Each child must wear identification cards around their necks with their picture, name and grade and a wireless transmitter that beams their ID number to a teacher’s handheld computer when the child passes under an antenna posted above a classroom door.

While similar devices are being tested at several schools in Japan so parents can know when their children arrive and leave, Brittan, near Yuba City, appears to be the first US school district to embrace such a monitoring system.

“If this school doesn’t stand up, then other schools might adopt it,” Nicole Ozer, a representative of the American Civil Liberties Union, warned school board members at a meeting.

“You might be a small community, but you are one of the first communities to use this technology.”

The system was imposed, without parental input, by the school as a way to simplify attendance-taking and potentially reduce vandalism and improve student safety. Principal Earnie Graham hopes to eventually add barcodes to the existing IDs so pupils can use them to pay for cafeteria meals and check out library books.

But some parents see a system that can monitor their children’s movements on campus as something straight out of George Orwell.

“There is a way to make kids safer without making them feel like a piece of inventory,” said Michael Cantrall, one of several parents who complained.

“Are we trying to bring them up with respect and trust, or tell them that you can’t trust anyone, you are always going to be monitored, and someone is always going to be watching you?”

Cantrall said he told his children, in the 5th and 7th grades, not to wear the badges. He also sent a protest letter to the board and alerted the ACLU.

But not everyone in the close-knit farming town north west of Sacramento is against the system. Some said they welcomed the IDs as a security measure.

“Bad things can happen here,” said Tim Crabtree, an area parent.

Graham, who also serves as the superintendent of the single-school district, told the parents that their children could be disciplined for boycotting the badges – and that he did not understand what all their angst is about.

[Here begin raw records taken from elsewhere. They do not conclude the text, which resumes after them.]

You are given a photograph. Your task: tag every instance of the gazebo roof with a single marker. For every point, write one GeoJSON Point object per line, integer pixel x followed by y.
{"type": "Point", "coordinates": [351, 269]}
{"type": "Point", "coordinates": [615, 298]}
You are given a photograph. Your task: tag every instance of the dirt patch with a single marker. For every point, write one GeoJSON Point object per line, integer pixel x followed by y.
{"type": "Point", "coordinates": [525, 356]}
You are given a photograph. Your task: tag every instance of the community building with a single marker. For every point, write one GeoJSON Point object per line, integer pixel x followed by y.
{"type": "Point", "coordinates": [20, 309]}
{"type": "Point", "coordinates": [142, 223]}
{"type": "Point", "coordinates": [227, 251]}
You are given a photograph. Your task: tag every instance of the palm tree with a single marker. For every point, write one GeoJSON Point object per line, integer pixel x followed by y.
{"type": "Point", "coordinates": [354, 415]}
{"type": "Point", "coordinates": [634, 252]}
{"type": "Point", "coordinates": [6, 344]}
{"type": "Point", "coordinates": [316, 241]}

“Sometimes when you are on the cutting edge, you get caught,” Graham said, recounting the angry phone calls and notes he received from parents.

In addition to the privacy concerns, parents are worried that the information on and inside the badges could wind up in the wrong hands and endanger their children, and that radio frequency technology might carry health risks.

Graham said the devices did not emit any cancer-causing radioactivity, and that for now, they merely confirmed that each child was in his or her classroom, rather than track them around the school like a global-positioning device. The 15-digit ID number that confirmed attendance was encrypted, he said, and not linked to other personal information such as an address or telephone number.